Article Classifier

Overview

Article Classifier is an application that fetches HTML from an article URL entered into a form, determines the article's category, and displays it on the screen. It deploys a classification model trained from more than 40,000 articles to the web application.

Application Summary

Enter an article URL from https://gunosy.com/ into the form in the center of the application screen. Press the "Analyze" button to classify the article's category and display it on the screen.

Classifier Accuracy Overview

Two types of classifiers can be used to determine the article category. One is a classifier using Naive Bayes, and the other is a classifier using Logistic Regression. For both classifiers, training was performed with a training-to-test data ratio of 8:2. The precision, recall, f1-score, and support (number of test data) for each classifier are shown below.
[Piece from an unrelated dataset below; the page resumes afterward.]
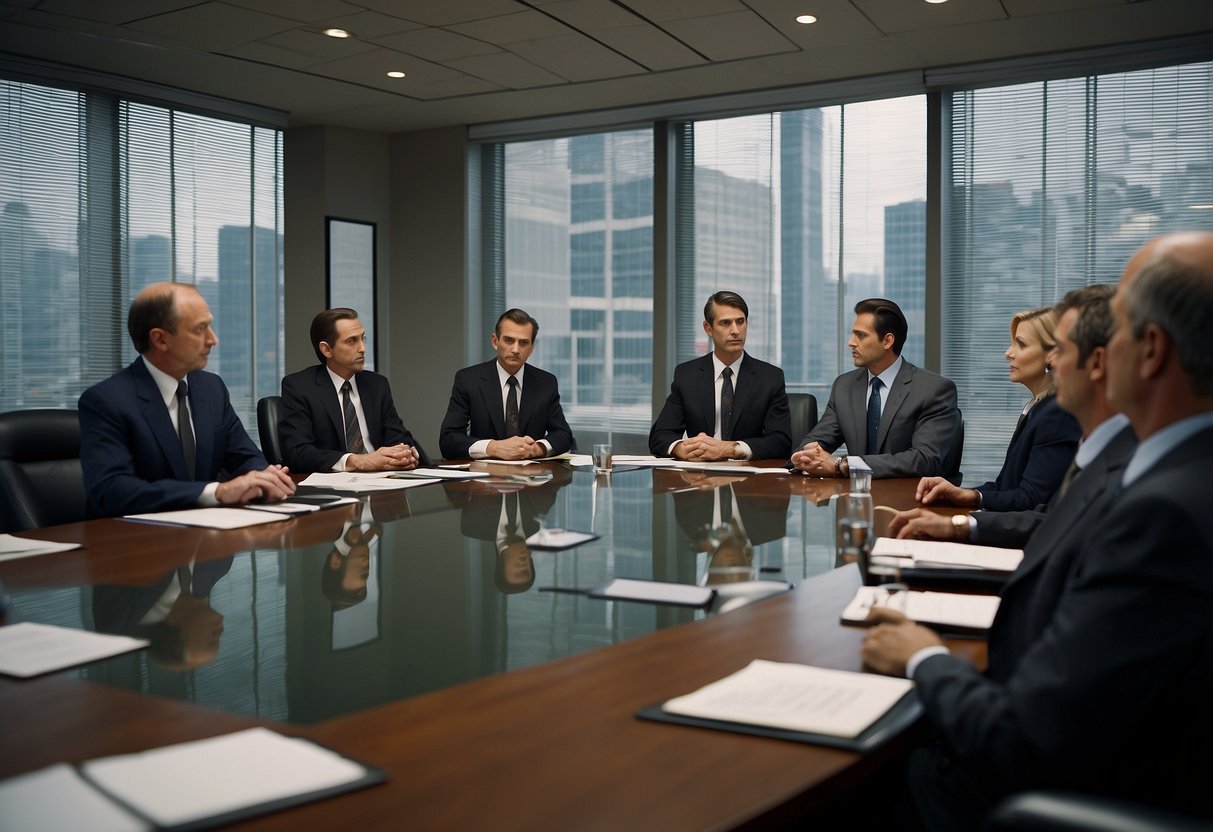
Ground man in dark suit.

Furthermore, to show that overfitting has not occurred for a specific dataset, the values from cross-validation are also listed below.

Naive Bayes Classifier

category	precision	recall	f1-score	support
IT/Science	0.79	0.94	0.86	541
Funny	0.75	0.15	0.25	101
Entertainment	0.97	0.94	0.96	4039
Gourmet	0.87	0.95	0.91	611
Column	0.81	0.87	0.83	1155
Sports	0.97	0.96	0.97	827
Domestic	0.87	0.82	0.84	671
International	0.84	0.86	0.85	336
avg / total	0.91	0.91	0.91	8281

The values obtained from 5-fold cross-validation are:

scores: [ 0.91063881 0.90882744 0.90725758 0.91038647 0.90736715]

and the average value is:

average value: 0.908895489763

achieving an average accuracy of approximately 90.9% in cross-validation.

Logistic Regression Classifier

category	precision	recall	f1-score	support
IT/Science	0.90	0.95	0.92	541
Funny	0.80	0.69	0.74	101
Entertainment	0.98	0.98	0.98	4039
Gourmet	0.93	0.96	0.94	611
Column	0.91	0.89	0.90	1155
Sports	0.98	0.98	0.98	827
Domestic	0.90	0.87	0.88	671
International	0.88	0.91	0.89	336
avg / total	0.95	0.95	0.95	8281

The values obtained from 5-fold cross-validation are:

scores: [ 0.94046613 0.9364811 0.94119068 0.93538647 0.93913043]

and the average value is:

average value: 0.938530962853

achieving an average accuracy of approximately 93.9% in cross-validation.

Environment Setup

The execution environment is as follows: Mac OS X: Sierra 10.12.2 Python: 3.6.1

In the terminal:

$ brew update
$ brew install python3
$ pip install virtualenv
$ virtualenv --python=/usr/local/bin/python3 --no-site-packages env
$ source env/bin/activate

to start the virtual environment.

$ brew install mecab
$ brew install mecab-ipadic
$ git clone --depth 1 git@github.com:neologd/mecab-ipadic-neologd.git
$ ./mecab-ipadic-neologd/bin/install-mecab-ipadic-neologd -y -n

to install mecab-ipadic-neologd, which is used as a dictionary for MeCab.

Furthermore:

$ git clone git@github.com:ajingu/gunosy.git
$ cd gunosy
$ pip install -r requirements.txt

to install the required Python packages into the virtual environment.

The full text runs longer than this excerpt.